Member of the Assembly of the Republic
- In office 25 October 2019 – 25 March 2024
- Constituency: Lisbon

Personal details
- Born: Lina Maria Cardoso Lopes 28 May 1961 (age 65) Setúbal, Portugal
- Party: Chega (2025–present)
- Other party: Social Democratic Party (until 2025)
- Spouse: Manuel José Simóes Loureiro
- Alma mater: University of Lisbon

= Lina Lopes =

Portuguese politician

Lina Maria Cardoso Lopes (born 28 May 1961) is a Portuguese politician. A former member of the centre-right Social Democratic Party (PSD), Lopes was first elected to the Assembly of the Republic in 2019 as a representative of the Lisbon constituency.

She will be the Chega's candidate to the Mayorship of Setúbal in the local elections of 2025.

==Early life and education==
Lina Maria Cardoso Lopes was born in Setúbal, Portugal on 28 May 1961. Her father was a businessman who had been held at gunpoint following Portugal's Carnation Revolution in 1974, when the Estado Novo dictatorship had been overthrown. She has said that witnessing that conditioned her subsequent political views.

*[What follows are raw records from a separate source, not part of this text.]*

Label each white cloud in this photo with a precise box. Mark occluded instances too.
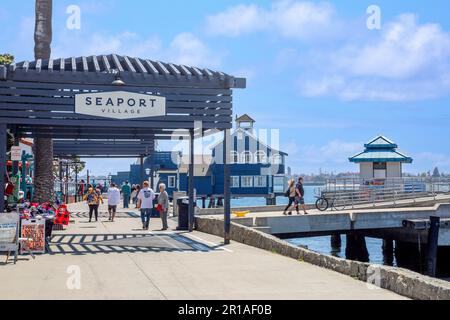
[297,14,450,101]
[167,32,222,68]
[414,152,450,170]
[207,4,268,37]
[206,0,339,40]
[281,139,364,172]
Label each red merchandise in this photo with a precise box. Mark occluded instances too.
[5,170,14,197]
[53,204,70,226]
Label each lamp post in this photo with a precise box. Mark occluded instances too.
[177,151,183,192]
[145,168,153,187]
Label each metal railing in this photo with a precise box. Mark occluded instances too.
[315,178,450,208]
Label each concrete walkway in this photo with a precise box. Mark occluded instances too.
[0,205,403,300]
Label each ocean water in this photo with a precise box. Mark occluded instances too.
[286,235,397,266]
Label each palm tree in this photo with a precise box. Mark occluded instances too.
[33,0,54,202]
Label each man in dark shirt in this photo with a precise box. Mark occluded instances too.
[295,177,308,214]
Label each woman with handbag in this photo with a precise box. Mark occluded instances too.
[283,179,298,216]
[83,188,103,222]
[157,183,169,231]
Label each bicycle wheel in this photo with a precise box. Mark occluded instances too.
[333,198,345,211]
[316,198,328,211]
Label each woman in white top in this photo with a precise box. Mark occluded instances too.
[108,183,120,222]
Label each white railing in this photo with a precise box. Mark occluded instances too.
[315,178,450,208]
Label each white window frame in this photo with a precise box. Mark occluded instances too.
[230,151,239,164]
[241,176,253,188]
[271,153,283,164]
[255,150,267,163]
[167,176,177,188]
[241,151,253,164]
[230,176,240,188]
[253,176,267,188]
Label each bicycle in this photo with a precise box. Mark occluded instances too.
[316,195,345,211]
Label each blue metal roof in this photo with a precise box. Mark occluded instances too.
[364,136,398,149]
[349,136,413,163]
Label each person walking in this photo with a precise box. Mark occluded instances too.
[122,181,131,209]
[295,177,308,214]
[158,183,169,231]
[130,184,138,205]
[108,183,120,222]
[283,179,298,216]
[137,181,155,230]
[131,185,141,208]
[83,188,103,222]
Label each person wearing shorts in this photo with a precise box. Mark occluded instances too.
[108,183,120,222]
[137,181,155,230]
[295,177,308,214]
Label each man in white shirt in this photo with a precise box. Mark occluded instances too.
[137,181,155,230]
[108,183,120,222]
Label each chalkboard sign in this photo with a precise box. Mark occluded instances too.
[0,212,20,263]
[20,219,45,254]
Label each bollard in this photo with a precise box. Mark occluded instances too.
[427,216,441,277]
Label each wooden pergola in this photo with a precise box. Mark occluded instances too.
[0,54,246,243]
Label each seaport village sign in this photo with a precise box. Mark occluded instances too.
[0,54,246,243]
[75,91,166,119]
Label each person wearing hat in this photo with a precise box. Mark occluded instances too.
[83,188,103,222]
[283,179,298,215]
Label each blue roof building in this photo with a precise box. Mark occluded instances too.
[349,136,413,179]
[113,114,287,203]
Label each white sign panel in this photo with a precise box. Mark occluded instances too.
[75,91,166,119]
[11,146,22,161]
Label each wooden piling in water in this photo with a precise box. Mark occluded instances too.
[427,216,441,277]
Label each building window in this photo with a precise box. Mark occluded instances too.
[230,176,239,188]
[241,176,253,188]
[272,154,281,164]
[241,151,253,163]
[255,176,267,188]
[373,162,387,179]
[167,176,177,188]
[255,150,267,163]
[230,151,239,164]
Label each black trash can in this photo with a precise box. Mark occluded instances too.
[177,197,189,230]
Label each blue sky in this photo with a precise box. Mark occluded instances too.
[0,0,450,174]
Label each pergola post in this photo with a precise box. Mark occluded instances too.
[188,129,195,232]
[12,129,20,175]
[139,154,144,188]
[223,130,231,244]
[0,123,6,214]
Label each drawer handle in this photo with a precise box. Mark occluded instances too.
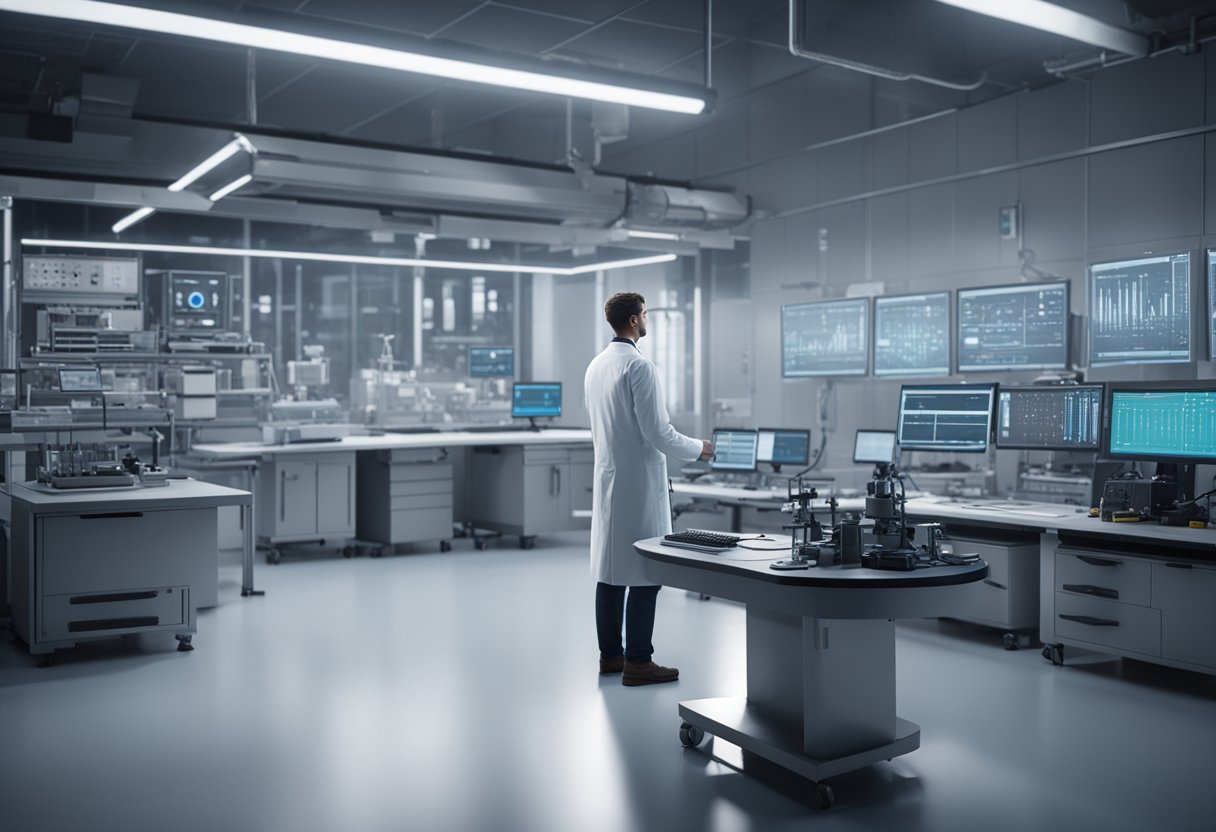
[68,590,158,603]
[1076,555,1122,566]
[1064,584,1119,600]
[68,615,161,633]
[1060,613,1119,626]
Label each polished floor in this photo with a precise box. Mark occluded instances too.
[0,534,1216,832]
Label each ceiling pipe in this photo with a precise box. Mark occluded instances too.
[789,0,987,92]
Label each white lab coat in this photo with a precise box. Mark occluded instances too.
[584,341,702,586]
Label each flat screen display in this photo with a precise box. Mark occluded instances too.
[468,347,516,378]
[896,384,996,454]
[709,431,759,471]
[996,384,1103,451]
[874,292,950,376]
[781,298,869,378]
[756,428,811,465]
[1090,252,1193,367]
[511,382,562,418]
[958,281,1069,372]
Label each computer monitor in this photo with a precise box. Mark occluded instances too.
[1090,252,1194,367]
[781,298,869,378]
[996,384,1103,451]
[852,431,895,465]
[957,280,1069,372]
[874,292,950,376]
[468,347,516,378]
[756,428,811,467]
[511,382,562,418]
[896,384,996,454]
[1104,380,1216,465]
[60,367,101,393]
[709,429,759,471]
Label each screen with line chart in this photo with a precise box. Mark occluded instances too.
[781,298,869,378]
[874,292,950,376]
[1090,252,1193,367]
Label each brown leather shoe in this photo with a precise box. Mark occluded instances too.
[620,662,680,686]
[599,656,625,676]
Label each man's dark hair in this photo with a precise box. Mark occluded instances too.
[604,292,646,332]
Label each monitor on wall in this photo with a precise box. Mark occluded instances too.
[781,298,869,378]
[1090,252,1194,367]
[957,280,1069,372]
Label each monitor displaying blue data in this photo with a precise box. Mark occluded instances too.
[709,431,759,471]
[468,347,516,378]
[1090,253,1193,367]
[874,292,950,376]
[958,281,1069,372]
[1105,382,1216,463]
[756,428,811,465]
[996,384,1103,451]
[781,298,869,378]
[511,382,562,418]
[896,384,996,454]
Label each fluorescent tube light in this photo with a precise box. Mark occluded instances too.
[625,229,680,240]
[207,174,253,202]
[109,208,156,234]
[169,136,250,191]
[21,237,676,277]
[938,0,1149,57]
[0,0,706,114]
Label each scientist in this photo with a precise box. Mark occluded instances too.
[584,292,714,685]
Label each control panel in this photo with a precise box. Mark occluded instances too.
[21,254,140,302]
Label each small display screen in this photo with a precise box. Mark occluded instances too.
[60,367,101,393]
[756,428,811,465]
[709,431,759,471]
[852,431,895,465]
[511,382,562,418]
[468,347,516,378]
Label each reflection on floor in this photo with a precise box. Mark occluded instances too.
[0,534,1216,832]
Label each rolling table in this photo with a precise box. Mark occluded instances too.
[634,538,987,808]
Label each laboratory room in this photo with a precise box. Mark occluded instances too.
[0,0,1216,832]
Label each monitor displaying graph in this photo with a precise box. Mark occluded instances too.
[781,298,869,378]
[1090,252,1193,367]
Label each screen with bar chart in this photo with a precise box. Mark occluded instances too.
[781,298,869,378]
[874,292,950,376]
[1090,252,1193,367]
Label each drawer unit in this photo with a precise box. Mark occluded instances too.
[1055,549,1153,607]
[1055,592,1161,656]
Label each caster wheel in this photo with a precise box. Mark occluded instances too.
[680,723,705,748]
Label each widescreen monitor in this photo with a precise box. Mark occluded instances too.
[874,292,950,376]
[957,280,1069,372]
[852,431,895,465]
[1104,381,1216,465]
[781,298,869,378]
[511,382,562,418]
[1090,252,1194,367]
[756,428,811,465]
[468,347,516,378]
[709,429,759,471]
[996,384,1103,451]
[896,384,996,454]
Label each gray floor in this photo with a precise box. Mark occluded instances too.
[0,534,1216,832]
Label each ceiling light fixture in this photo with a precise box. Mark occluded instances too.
[21,237,676,277]
[0,0,713,114]
[938,0,1149,57]
[207,174,253,202]
[109,208,156,234]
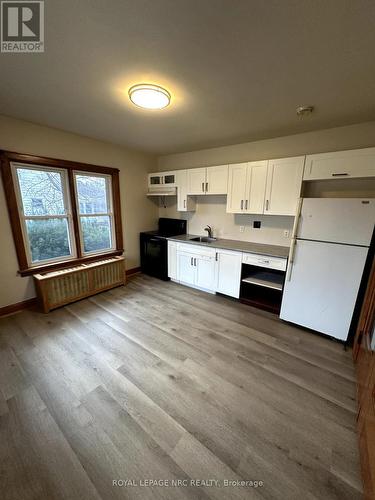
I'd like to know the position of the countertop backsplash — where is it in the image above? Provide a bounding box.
[159,195,294,246]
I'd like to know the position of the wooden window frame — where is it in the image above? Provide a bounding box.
[0,151,124,276]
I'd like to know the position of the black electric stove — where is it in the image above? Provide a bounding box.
[140,217,187,281]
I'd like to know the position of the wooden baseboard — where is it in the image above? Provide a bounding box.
[126,267,141,276]
[0,297,38,316]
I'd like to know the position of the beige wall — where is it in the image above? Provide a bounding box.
[158,121,375,170]
[158,122,375,245]
[0,116,158,307]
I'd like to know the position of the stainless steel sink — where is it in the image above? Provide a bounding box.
[190,236,217,243]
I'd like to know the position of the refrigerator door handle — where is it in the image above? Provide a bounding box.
[292,198,303,241]
[285,238,297,281]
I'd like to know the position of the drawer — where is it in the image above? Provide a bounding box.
[242,253,287,271]
[177,243,216,258]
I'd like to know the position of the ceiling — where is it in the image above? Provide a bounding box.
[0,0,375,154]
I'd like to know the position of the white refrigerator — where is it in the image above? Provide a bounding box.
[280,198,375,340]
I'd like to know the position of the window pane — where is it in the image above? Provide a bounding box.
[17,168,65,215]
[26,219,70,262]
[81,215,112,252]
[76,175,109,214]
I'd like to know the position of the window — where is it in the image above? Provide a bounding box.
[1,152,122,275]
[74,172,114,254]
[12,164,75,265]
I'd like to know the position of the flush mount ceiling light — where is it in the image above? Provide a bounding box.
[129,83,171,109]
[296,106,314,116]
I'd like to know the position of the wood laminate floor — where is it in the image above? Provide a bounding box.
[0,276,362,500]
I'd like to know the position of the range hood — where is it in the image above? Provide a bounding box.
[147,186,177,196]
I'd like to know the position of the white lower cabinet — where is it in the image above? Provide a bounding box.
[168,241,178,280]
[177,244,215,291]
[173,242,242,298]
[215,249,242,299]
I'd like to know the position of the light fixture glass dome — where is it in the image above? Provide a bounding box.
[129,83,171,109]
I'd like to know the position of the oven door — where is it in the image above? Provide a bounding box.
[141,234,168,280]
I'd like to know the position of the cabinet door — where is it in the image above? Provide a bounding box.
[245,160,268,214]
[177,170,195,212]
[194,255,215,290]
[264,156,305,215]
[177,251,196,285]
[187,168,206,194]
[227,163,248,214]
[168,241,177,280]
[216,249,242,299]
[205,165,228,194]
[303,148,375,181]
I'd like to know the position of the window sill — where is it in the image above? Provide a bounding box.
[18,250,124,276]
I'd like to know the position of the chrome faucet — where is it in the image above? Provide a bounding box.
[204,226,212,238]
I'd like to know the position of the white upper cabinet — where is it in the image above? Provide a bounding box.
[177,170,195,212]
[303,148,375,181]
[205,165,228,194]
[148,172,177,189]
[227,160,268,214]
[187,168,206,194]
[227,163,247,214]
[245,160,268,214]
[187,165,228,195]
[264,156,305,215]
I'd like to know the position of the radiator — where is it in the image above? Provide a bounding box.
[34,257,125,313]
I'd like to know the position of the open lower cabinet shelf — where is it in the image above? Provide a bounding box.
[242,271,284,291]
[240,264,285,314]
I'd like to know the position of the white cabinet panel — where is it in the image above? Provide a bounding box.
[177,251,196,285]
[303,148,375,181]
[168,241,177,280]
[216,249,242,299]
[227,163,247,214]
[187,168,206,195]
[177,170,195,212]
[205,165,228,194]
[194,256,215,290]
[264,156,305,215]
[245,160,268,214]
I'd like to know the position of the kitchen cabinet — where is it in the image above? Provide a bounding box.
[177,244,215,291]
[187,165,228,195]
[187,168,206,195]
[177,170,196,212]
[215,249,242,299]
[227,160,268,214]
[148,172,177,189]
[205,165,228,194]
[168,241,177,280]
[303,148,375,181]
[264,156,305,216]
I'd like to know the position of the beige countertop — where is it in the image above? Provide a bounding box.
[168,234,289,258]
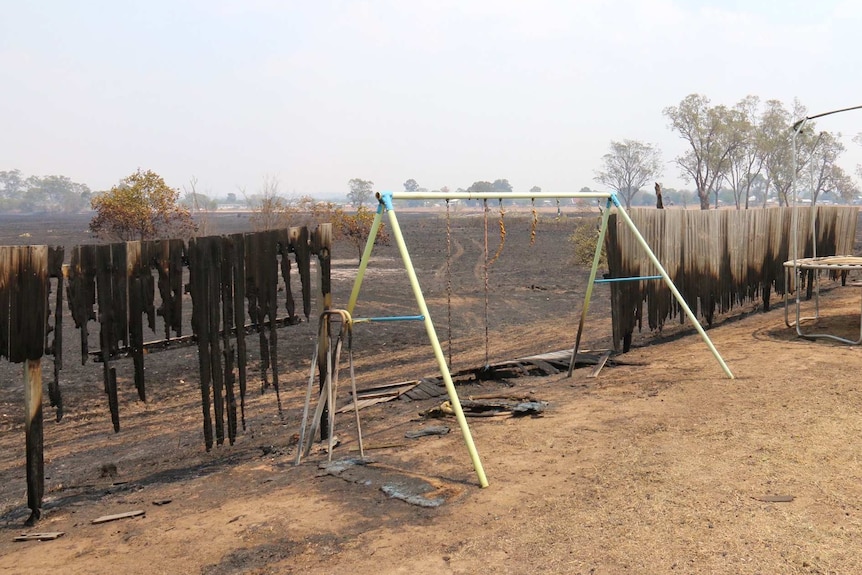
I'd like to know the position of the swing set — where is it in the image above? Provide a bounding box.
[296,192,733,487]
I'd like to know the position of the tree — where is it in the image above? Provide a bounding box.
[760,100,817,206]
[329,206,389,262]
[491,178,512,194]
[347,178,374,208]
[724,96,765,210]
[664,94,740,210]
[90,169,197,241]
[807,132,847,206]
[595,140,661,208]
[246,176,292,232]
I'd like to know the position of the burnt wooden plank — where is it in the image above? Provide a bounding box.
[12,531,66,542]
[278,229,299,321]
[151,240,174,340]
[219,236,237,445]
[21,246,48,525]
[47,246,66,421]
[314,224,332,316]
[92,509,147,525]
[188,238,213,451]
[67,245,96,365]
[261,230,282,414]
[126,242,147,401]
[140,241,158,331]
[111,242,129,353]
[169,239,186,336]
[290,226,311,321]
[95,244,120,433]
[204,236,225,445]
[231,234,247,430]
[0,246,14,358]
[587,351,611,377]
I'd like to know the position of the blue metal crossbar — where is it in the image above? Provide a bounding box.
[593,276,662,284]
[353,315,425,323]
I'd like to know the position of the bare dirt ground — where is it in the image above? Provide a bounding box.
[0,208,862,575]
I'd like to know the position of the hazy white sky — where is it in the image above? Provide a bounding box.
[0,0,862,197]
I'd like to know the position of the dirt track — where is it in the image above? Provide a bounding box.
[0,213,862,575]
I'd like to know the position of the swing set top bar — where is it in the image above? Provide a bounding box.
[377,192,619,202]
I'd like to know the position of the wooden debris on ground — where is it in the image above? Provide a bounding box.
[424,396,548,417]
[12,531,66,541]
[404,425,449,439]
[751,495,796,503]
[92,509,147,525]
[337,350,622,413]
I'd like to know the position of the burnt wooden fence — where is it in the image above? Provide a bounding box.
[0,224,332,524]
[605,206,858,351]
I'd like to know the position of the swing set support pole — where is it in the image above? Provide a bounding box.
[567,198,611,377]
[347,202,384,317]
[382,193,488,487]
[611,195,734,379]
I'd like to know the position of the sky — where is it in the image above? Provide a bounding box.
[0,0,862,198]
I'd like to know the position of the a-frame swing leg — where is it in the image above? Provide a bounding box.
[569,198,734,379]
[347,193,488,487]
[568,198,611,377]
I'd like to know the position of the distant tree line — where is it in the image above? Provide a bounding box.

Lopes obtained a degree in chemistry at the science faculty of the University of Lisbon in 1988. Later studies included a postgraduate course in public health at the Universidade Lusófona, a master's in food engineering in 2002 from the Instituto Superior Técnico of Lisbon and a diploma in information systems from the Complutense University of Madrid.

==Career==
Lopes became a teacher, first at schools and later at the faculty of engineering at the Universidade Lusófona. She joined the Sindicato Nacional e Democrático dos Professores (SINDEP), a teachers' union, and became its deputy secretary-general. SINDEP is affiliated to the General Union of Workers (UGT) and Lopes became a member of the UGT executive and president of its women's committee. She was also appointed as a member of the Comissão para a Igualdade no Trabalho e no Emprego (Committee for Equality in Work and Employment), a body consisting of government ministries and trade unions. She also served on the women's committee of the European Trade Union Confederation.

==Political career==
Lopes was elected to the Assembly of the Republic as a member of the Social Democratic Party (PSD) for the Lisbon constituency in the 2019 national election. In February 2021 she was appointed as the representative to the Assembly of the international organization, Women Political Leaders (WPL). WPL is a non-profit organization whose mission is to promote the participation and influence of women in positions of political leadership.

In her first term of office as a parliamentarian, Lopes sat on the national defence committee of the Assembly. She was re-elected in the January 2022 national election, being sixth on the list of 13 PSD members to be elected for the Lisbon constituency. However, for the 2024 national election, in which the PSD formed a coalition with two smaller parties to form the Democratic Alliance (AD)
coalition, she was only included on the AD list for Lisbon in last place, and was not elected.

After the election, in which the right-wing CHEGA party performed better than in previous elections, she was appointed to the office of the CHEGA vice-president of Parliament, Diogo Pacheco de Amorim.